- Born: 1645?
- Died: 1719?
- Education: Jesus College, Oxford
- Occupations: Politician; Justice of the Peace;
- Known for: Anti-Catholic activism
- Parent: George Probert

= Henry Probert (barrister) =

Welsh anti-Catholic activist and politician

Henry Probert (1645? – 1719?) was a Welsh anti-Catholic activist and politician.

==Life==
He was the son of George Probert, who married Magdalen, daughter of Charles Williams (of Llangibby). He was therefore nephew of Sir Trevor Williams; and shared his extreme Protestant views.

Probert matriculated at Jesus College, Oxford in 1663, and entered the Inner Temple in 1664. He lived at The Argoed, Penalt.

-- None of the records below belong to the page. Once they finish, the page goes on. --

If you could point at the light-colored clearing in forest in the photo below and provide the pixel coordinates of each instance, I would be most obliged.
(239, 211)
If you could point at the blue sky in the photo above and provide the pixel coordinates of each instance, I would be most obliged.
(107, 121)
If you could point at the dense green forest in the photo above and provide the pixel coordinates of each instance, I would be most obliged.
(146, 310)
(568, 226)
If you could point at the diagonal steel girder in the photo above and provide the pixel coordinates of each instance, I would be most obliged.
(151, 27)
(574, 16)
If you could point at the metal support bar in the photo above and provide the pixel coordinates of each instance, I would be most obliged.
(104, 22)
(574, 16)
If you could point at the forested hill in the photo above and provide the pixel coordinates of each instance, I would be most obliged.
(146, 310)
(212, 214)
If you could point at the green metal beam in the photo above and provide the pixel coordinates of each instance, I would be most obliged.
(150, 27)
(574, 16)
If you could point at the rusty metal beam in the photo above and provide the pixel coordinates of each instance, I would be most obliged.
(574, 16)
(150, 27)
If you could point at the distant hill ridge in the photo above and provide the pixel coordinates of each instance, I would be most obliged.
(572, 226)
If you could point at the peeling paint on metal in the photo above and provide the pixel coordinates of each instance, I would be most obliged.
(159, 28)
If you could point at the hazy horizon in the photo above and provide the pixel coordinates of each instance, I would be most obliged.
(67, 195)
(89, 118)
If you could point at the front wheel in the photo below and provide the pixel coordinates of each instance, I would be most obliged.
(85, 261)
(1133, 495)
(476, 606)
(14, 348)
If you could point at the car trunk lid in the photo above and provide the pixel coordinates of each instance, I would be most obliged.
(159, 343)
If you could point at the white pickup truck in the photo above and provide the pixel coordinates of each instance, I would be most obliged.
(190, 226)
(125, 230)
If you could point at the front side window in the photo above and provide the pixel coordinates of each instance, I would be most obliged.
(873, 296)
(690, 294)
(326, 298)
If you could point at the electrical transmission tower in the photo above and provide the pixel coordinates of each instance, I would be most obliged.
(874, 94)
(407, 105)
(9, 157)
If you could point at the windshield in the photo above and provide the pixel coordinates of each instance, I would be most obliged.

Probert was an associate of John Arnold of Monmouthshire in his campaign against local Catholics and the Jesuits. The two were twice removed as Justice of the Peace by the Marquess of Worcester, in 1677 and 1680, the second time being part of a larger purge of local magistrates by the Tory Worcester. At the beginning of this period Probert and Arnold were pressing the local justices to take action against practising Catholics. Probert assisted Arnold in his confrontation with Henry Milbourne. He was appointed High Sheriff of Monmouthshire for 1689–90.

When Arnold was elected as Member of Parliament for Monmouth Boroughs in 1695, in the Whig interest, it was on the understanding with supporters that he would make way for Probert. This he duly did, and in 1698 Probert served as MP there.